Yes it would happen the signal is handled by rust, I can reproduce your example.
fn main() {
use std::io::{stdin,stdout,Write};
let mut s=String::new();
let _=stdout().flush();
stdin().read_line(&mut s).expect("Did not enter a correct string");
}
then kill -SEGV <pid> first does not affect this program, and after a second invocation does result in a sigsegv.
I couldn't find an explicit reason for this, although this seems related to the handling of stack overflow. Here are some links discussing the existence of the handler:
P.S. side effect of that is that first sigsegv gets ignored in your case. Which actually is bad I think. I'm actually not sure why they don't abort in both cases
The intent is that returning from the SIGSEGV handler (without having "fixed" anything) will cause the same fault again. Then the default kernel handler will take control, setting the right signal exit status, saving a core dump, etc. We would miss that stuff if we just aborted.

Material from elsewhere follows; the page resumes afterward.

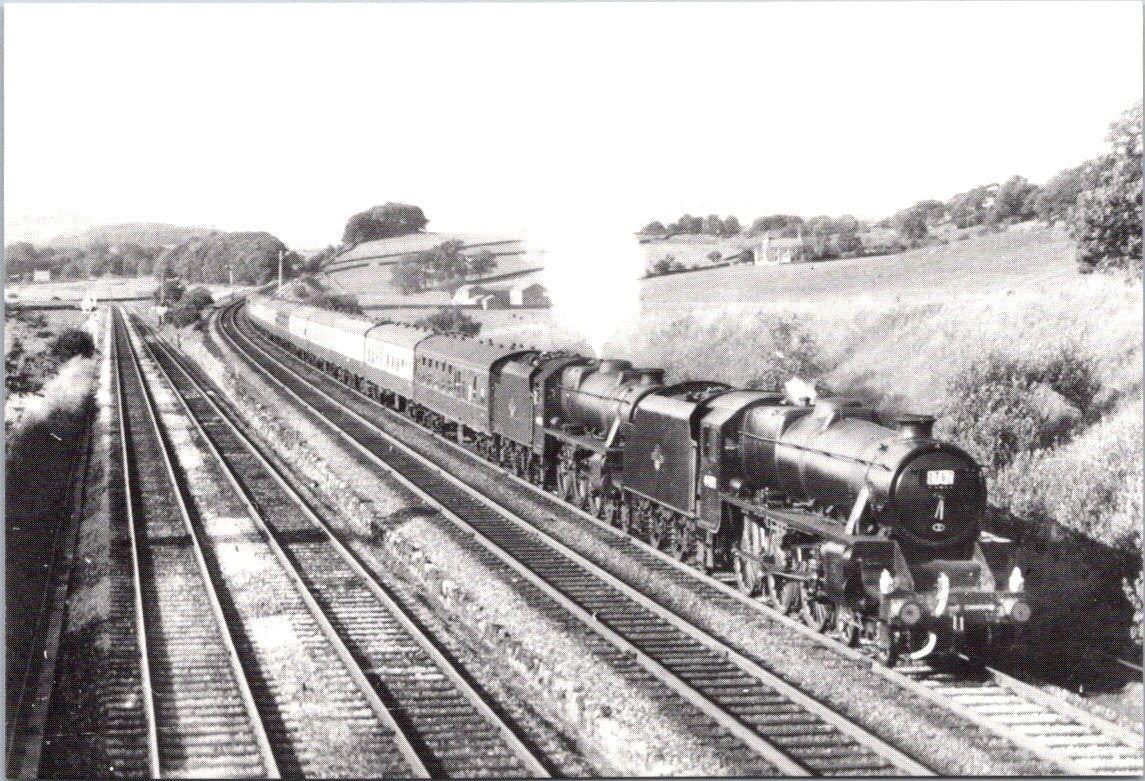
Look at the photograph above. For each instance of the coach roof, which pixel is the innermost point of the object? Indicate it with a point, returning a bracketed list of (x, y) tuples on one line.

But with a manually killed signal, there's nothing to cause it a second time.
If you return from an actual SIGSEGV fault, you'll resume at the same instruction pointer that caused the fault. If the handler didn't change anything to improve the situation, it will fault again. Since Rust's handler resets itself to the default, the re-fault will have the kernel terminate the process.
Try with something like dereferencing a bad pointer, and it will die on that SIGSEGV.